Pittsburgh-based VoIP Innovations offers origination and termination with a slew of calling features, E911 and a hosted billing and back office platform. It handles about 300 million calls per month and maintains a dedicated crew of 55 employees. President Jason Tapolci said that several trends are at work that are guiding fresh expansion for the company in 2015.
To start with, the company’s initiatives for the new year include adding SMS functionality, as well as implementing a bring-your-own-carrier option, so that customers can keep their existing carrier contracts but still use the VoIP Innovations back office.
Enabling the SMS functionality goes toward the concept that end users can buy one number that acts as a central, universal ID – one number that can receive calls, faxes, texts, perhaps unified communications functions such as e-mail and video chat functionality and so on, along with classic landline features such as 911 and caller ID.
“We most certainly see VoIP merging with other communications methods,” Tapolci said, adding that the Web 2.0 concept of rich, multimedia communications experiences is finally becoming reality. “In the age of the cloud, and everyone having a device that connects to that, be it with a smartphone or what have you, traditional telephony functions like voice are blending with advanced data, mobile and online applications.”
He added, “The IP landscape is changing so fast that it’s almost scary, and companies in this business have to adapt.
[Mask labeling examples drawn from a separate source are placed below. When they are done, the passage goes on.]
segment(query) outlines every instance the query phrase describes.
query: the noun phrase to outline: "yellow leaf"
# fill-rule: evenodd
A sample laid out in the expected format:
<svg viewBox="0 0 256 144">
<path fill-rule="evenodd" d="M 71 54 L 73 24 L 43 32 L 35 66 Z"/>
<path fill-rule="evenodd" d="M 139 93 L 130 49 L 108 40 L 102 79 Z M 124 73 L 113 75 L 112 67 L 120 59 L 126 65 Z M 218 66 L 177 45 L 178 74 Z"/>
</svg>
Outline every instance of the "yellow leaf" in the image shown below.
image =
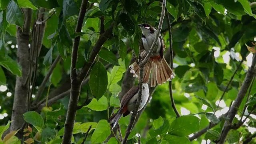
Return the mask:
<svg viewBox="0 0 256 144">
<path fill-rule="evenodd" d="M 30 134 L 30 133 L 27 133 L 23 135 L 23 136 L 28 136 Z"/>
<path fill-rule="evenodd" d="M 27 140 L 24 142 L 27 144 L 30 144 L 34 142 L 34 140 L 32 138 L 29 138 L 27 139 Z"/>
<path fill-rule="evenodd" d="M 12 138 L 12 136 L 14 136 L 17 133 L 19 130 L 20 130 L 20 129 L 18 129 L 15 131 L 11 131 L 10 133 L 6 134 L 4 138 L 4 139 L 3 139 L 3 141 L 4 141 L 4 142 L 5 142 L 10 138 Z"/>
<path fill-rule="evenodd" d="M 30 126 L 28 126 L 28 130 L 29 131 L 29 132 L 32 132 L 32 128 L 31 128 Z"/>
<path fill-rule="evenodd" d="M 249 52 L 252 52 L 253 54 L 255 54 L 255 53 L 256 53 L 256 43 L 254 43 L 253 42 L 252 42 L 252 44 L 254 45 L 254 46 L 247 46 L 246 44 L 245 44 L 245 45 L 246 47 L 247 47 L 247 49 L 248 50 L 249 50 Z"/>
</svg>

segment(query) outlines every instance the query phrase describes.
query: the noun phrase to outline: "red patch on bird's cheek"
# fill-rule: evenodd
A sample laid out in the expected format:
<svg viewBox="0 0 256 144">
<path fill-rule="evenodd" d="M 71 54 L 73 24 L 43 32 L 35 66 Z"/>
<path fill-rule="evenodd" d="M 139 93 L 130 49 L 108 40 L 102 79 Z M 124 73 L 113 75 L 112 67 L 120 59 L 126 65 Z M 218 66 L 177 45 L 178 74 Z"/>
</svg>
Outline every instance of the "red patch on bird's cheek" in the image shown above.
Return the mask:
<svg viewBox="0 0 256 144">
<path fill-rule="evenodd" d="M 161 56 L 160 56 L 160 55 L 158 55 L 155 56 L 151 57 L 150 58 L 150 59 L 151 60 L 157 60 L 159 59 L 159 58 L 161 58 Z"/>
<path fill-rule="evenodd" d="M 123 109 L 122 109 L 122 113 L 125 113 L 127 110 L 128 110 L 128 108 L 127 107 L 127 104 L 124 105 L 124 106 L 123 107 Z"/>
</svg>

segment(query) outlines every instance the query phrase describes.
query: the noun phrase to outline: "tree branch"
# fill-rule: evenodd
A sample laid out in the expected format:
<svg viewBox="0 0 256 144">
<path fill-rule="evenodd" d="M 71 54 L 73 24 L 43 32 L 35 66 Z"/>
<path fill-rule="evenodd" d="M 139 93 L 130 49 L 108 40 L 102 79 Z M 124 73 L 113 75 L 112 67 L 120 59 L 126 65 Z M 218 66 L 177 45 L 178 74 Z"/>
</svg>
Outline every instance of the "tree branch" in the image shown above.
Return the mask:
<svg viewBox="0 0 256 144">
<path fill-rule="evenodd" d="M 228 112 L 228 118 L 229 118 L 229 120 L 226 121 L 224 124 L 222 133 L 218 141 L 218 144 L 224 144 L 226 140 L 228 132 L 231 129 L 230 125 L 232 124 L 233 120 L 237 112 L 238 108 L 240 106 L 243 99 L 246 93 L 248 88 L 250 86 L 253 78 L 255 76 L 256 63 L 256 55 L 254 54 L 252 62 L 252 66 L 248 70 L 246 77 L 244 78 L 244 80 L 238 92 L 237 96 L 232 104 Z"/>
<path fill-rule="evenodd" d="M 131 117 L 131 119 L 129 123 L 129 125 L 128 125 L 128 127 L 126 130 L 125 136 L 124 137 L 124 140 L 122 142 L 122 144 L 126 144 L 127 142 L 128 137 L 129 136 L 129 135 L 131 132 L 132 128 L 133 126 L 133 125 L 136 118 L 136 116 L 138 114 L 138 110 L 139 108 L 139 106 L 140 105 L 140 100 L 141 99 L 141 96 L 142 95 L 142 82 L 143 78 L 143 71 L 144 70 L 144 67 L 145 66 L 145 65 L 147 63 L 147 62 L 148 62 L 148 59 L 150 57 L 152 54 L 152 53 L 153 52 L 153 51 L 154 51 L 156 45 L 156 42 L 158 40 L 158 37 L 159 37 L 160 32 L 161 32 L 161 30 L 162 29 L 162 26 L 163 24 L 163 21 L 164 20 L 164 11 L 165 10 L 166 4 L 166 0 L 163 0 L 162 3 L 162 12 L 161 13 L 161 17 L 160 18 L 159 24 L 158 25 L 158 27 L 156 32 L 156 37 L 155 38 L 155 39 L 154 41 L 153 44 L 152 44 L 152 46 L 151 46 L 151 47 L 150 48 L 149 52 L 148 53 L 148 54 L 147 54 L 147 55 L 144 60 L 143 60 L 139 65 L 139 66 L 140 68 L 140 79 L 139 82 L 138 96 L 136 102 L 136 105 L 135 106 L 135 108 L 134 108 L 134 112 L 133 113 L 132 116 Z"/>
<path fill-rule="evenodd" d="M 28 93 L 28 82 L 25 82 L 28 79 L 29 76 L 29 43 L 30 28 L 32 18 L 32 10 L 29 8 L 22 8 L 22 10 L 25 16 L 25 22 L 23 30 L 17 26 L 16 40 L 18 45 L 17 50 L 18 62 L 22 67 L 22 76 L 17 76 L 15 84 L 12 111 L 12 122 L 10 131 L 17 130 L 22 126 L 24 122 L 23 114 L 27 108 L 27 94 Z M 20 138 L 22 139 L 23 131 L 20 130 L 16 134 Z"/>
<path fill-rule="evenodd" d="M 89 133 L 89 132 L 90 132 L 90 130 L 91 130 L 91 128 L 92 128 L 92 125 L 90 126 L 90 127 L 89 127 L 88 130 L 87 130 L 87 131 L 86 132 L 86 134 L 85 134 L 85 136 L 84 136 L 84 140 L 83 140 L 83 142 L 81 143 L 82 144 L 84 144 L 84 142 L 85 142 L 85 141 L 86 140 L 86 138 L 87 137 L 87 136 L 88 136 L 88 134 Z"/>
<path fill-rule="evenodd" d="M 88 0 L 83 0 L 82 2 L 77 24 L 75 30 L 75 33 L 81 32 L 88 3 Z M 80 82 L 78 80 L 76 77 L 77 73 L 76 69 L 80 37 L 80 36 L 76 37 L 74 39 L 73 43 L 70 67 L 70 80 L 71 82 L 70 98 L 68 103 L 67 116 L 64 127 L 63 144 L 71 143 L 71 138 L 72 138 L 74 122 L 76 113 L 76 107 L 78 102 L 81 84 L 82 82 L 82 81 Z"/>
<path fill-rule="evenodd" d="M 219 105 L 220 104 L 220 101 L 223 98 L 223 97 L 224 97 L 224 95 L 225 95 L 225 93 L 227 92 L 227 90 L 228 90 L 228 86 L 229 86 L 229 85 L 231 83 L 231 82 L 232 82 L 232 80 L 234 79 L 234 78 L 235 77 L 235 75 L 236 75 L 236 72 L 238 70 L 239 68 L 240 68 L 240 67 L 241 66 L 241 65 L 242 65 L 242 64 L 243 63 L 243 62 L 244 62 L 244 60 L 241 60 L 241 62 L 240 62 L 240 63 L 239 64 L 239 65 L 237 67 L 237 68 L 236 68 L 236 70 L 235 70 L 235 72 L 233 74 L 233 75 L 232 75 L 232 76 L 231 77 L 231 78 L 230 78 L 230 80 L 229 80 L 229 82 L 228 82 L 228 85 L 227 85 L 227 86 L 226 86 L 226 88 L 225 88 L 225 90 L 224 90 L 224 91 L 223 92 L 223 93 L 222 93 L 222 95 L 221 95 L 221 96 L 220 96 L 220 98 L 219 103 L 218 104 L 218 105 L 217 105 L 217 106 L 216 107 L 216 109 L 215 110 L 215 111 L 214 111 L 214 114 L 215 114 L 215 112 L 216 112 L 216 111 L 217 111 L 217 110 L 218 108 L 219 107 Z"/>
<path fill-rule="evenodd" d="M 168 31 L 169 32 L 169 41 L 170 43 L 170 60 L 169 64 L 171 64 L 171 68 L 173 70 L 173 55 L 172 54 L 172 28 L 171 27 L 171 24 L 170 24 L 170 18 L 169 18 L 169 14 L 168 12 L 167 12 L 167 22 L 168 22 Z M 173 99 L 173 96 L 172 95 L 172 80 L 171 79 L 171 80 L 169 82 L 169 92 L 170 92 L 170 96 L 171 99 L 171 102 L 172 103 L 172 107 L 173 108 L 176 116 L 177 118 L 180 117 L 180 115 L 179 113 L 179 112 L 178 111 L 176 106 L 175 106 L 175 103 L 174 102 L 174 100 Z"/>
<path fill-rule="evenodd" d="M 51 76 L 51 74 L 52 74 L 52 72 L 53 72 L 53 70 L 56 67 L 57 64 L 58 64 L 58 62 L 59 62 L 59 61 L 60 59 L 60 56 L 59 55 L 53 62 L 52 66 L 51 66 L 51 67 L 49 70 L 49 72 L 48 72 L 48 73 L 47 73 L 46 75 L 45 76 L 44 78 L 43 82 L 39 86 L 38 91 L 37 92 L 37 93 L 36 95 L 36 98 L 35 100 L 33 102 L 33 104 L 36 104 L 41 98 L 42 94 L 43 93 L 43 92 L 45 88 L 45 85 L 46 85 L 50 76 Z"/>
</svg>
If you don’t, the pace of change will gobble you up.”
The bring-your-own-carrier option, meanwhile, is aimed at widening its customer base. “We have a really impressive back office,” Tapolci said. “Why not allow wholesale customers to make use of that? We would love to eventually transition them to our own termination and origination services, but we see a value in having a standalone back office option.”
Tapolci said that the company is expecting a few industry-wide VoIP trends to impact its business going forward as well. In particular, he sees a bigger movement to embrace number peering, so that VoIP calls can be exchanged directly without involving upstream incumbent carriers. This will be helped along by FCC reform of the intercarrier compensation system that defines how, and how much, telecom carriers pay for the use of each other’s networks. The system will be phased out in 2017, paving the way for more direct interconnections.
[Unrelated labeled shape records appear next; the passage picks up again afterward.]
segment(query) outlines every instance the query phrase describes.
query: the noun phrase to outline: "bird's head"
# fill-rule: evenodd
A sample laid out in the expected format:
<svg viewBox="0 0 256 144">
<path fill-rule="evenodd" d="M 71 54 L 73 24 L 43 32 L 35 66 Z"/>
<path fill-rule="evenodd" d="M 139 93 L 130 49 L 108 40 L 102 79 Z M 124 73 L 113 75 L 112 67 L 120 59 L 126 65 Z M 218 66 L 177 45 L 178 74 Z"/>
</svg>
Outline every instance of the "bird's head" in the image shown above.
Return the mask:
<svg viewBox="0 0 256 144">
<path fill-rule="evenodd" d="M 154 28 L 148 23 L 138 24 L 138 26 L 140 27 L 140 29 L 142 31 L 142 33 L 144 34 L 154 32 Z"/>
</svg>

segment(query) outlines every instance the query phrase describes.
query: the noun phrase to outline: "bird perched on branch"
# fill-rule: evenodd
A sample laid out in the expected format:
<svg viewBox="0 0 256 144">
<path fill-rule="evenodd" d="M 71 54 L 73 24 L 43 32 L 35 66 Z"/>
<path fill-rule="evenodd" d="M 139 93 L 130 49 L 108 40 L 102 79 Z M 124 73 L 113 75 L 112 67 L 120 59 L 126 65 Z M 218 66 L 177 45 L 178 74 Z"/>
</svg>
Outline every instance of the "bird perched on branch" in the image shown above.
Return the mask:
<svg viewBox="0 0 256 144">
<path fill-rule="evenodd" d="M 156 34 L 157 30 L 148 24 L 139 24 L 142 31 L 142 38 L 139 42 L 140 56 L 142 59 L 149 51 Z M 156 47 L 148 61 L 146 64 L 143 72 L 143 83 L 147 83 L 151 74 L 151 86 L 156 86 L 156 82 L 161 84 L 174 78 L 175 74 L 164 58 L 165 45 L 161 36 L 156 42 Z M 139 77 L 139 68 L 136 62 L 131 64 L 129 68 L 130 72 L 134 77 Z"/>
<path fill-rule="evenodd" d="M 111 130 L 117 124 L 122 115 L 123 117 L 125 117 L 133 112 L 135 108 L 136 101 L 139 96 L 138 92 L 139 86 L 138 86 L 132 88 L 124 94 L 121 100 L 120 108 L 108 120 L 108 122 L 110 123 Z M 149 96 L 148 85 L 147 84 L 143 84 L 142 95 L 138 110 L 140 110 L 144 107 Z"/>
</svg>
He also expects there to be some shaking out on the competitive front.
“This industry has been like a balloon – with so much uptake for VoIP, everyone seemed to have jumped into it, especially on the wholesale front,” he explained. “But now what’s happened is that the balloon has contracted a bit. In the last 18 months, I’ve seen a lot of consolidation and companies going out of business, despite the industry growth. It’s simply too difficult for most newcomers to gain the expertise and the scale to survive in the wholesale market at this stage. The industry is too mature.”
At the same time, there has been a rise of single-purpose mini-markets on the enablement front, such as those for fraud monitoring and prevention, 911, taxation, least cost routing and so on. This trend will continue to define the industry, he predicts.
“It seems like people are getting more specific in their offerings for service providers,” Tapolci said. “As the industry grows we can sustain little mini-industries like this. There’s opportunity in addressing the pain points – that’s one of the biggest trends that I see going forward. Companies can’t be everything to everyone anymore, so they will need to pick what they do best and own that market. And there’s room to do that.”
The company is also gearing up to officially launch the Tapolci Foundation, which is a charitable organization that Tapolci created with his brother. It will have a Web site to take donations for VoIP Innovations’ own charity efforts – company employees volunteer at the local food bank, annually clean 5,000 veteran graves at the Allegheny Cemetery, and last year sponsored four Make a Wish kids – but will also act as a Kickstarter-like destination for others’ donation efforts. The Foundation will vet those with charitable causes (everything from helping local families and individuals in need, to bigger drives for national charities), and allow them to set up their own donation portals.
“I could not be more excited to watch 2015 unfold,” Tapolci said. “We are prepared and ready to continue to innovate and support growth in this business.”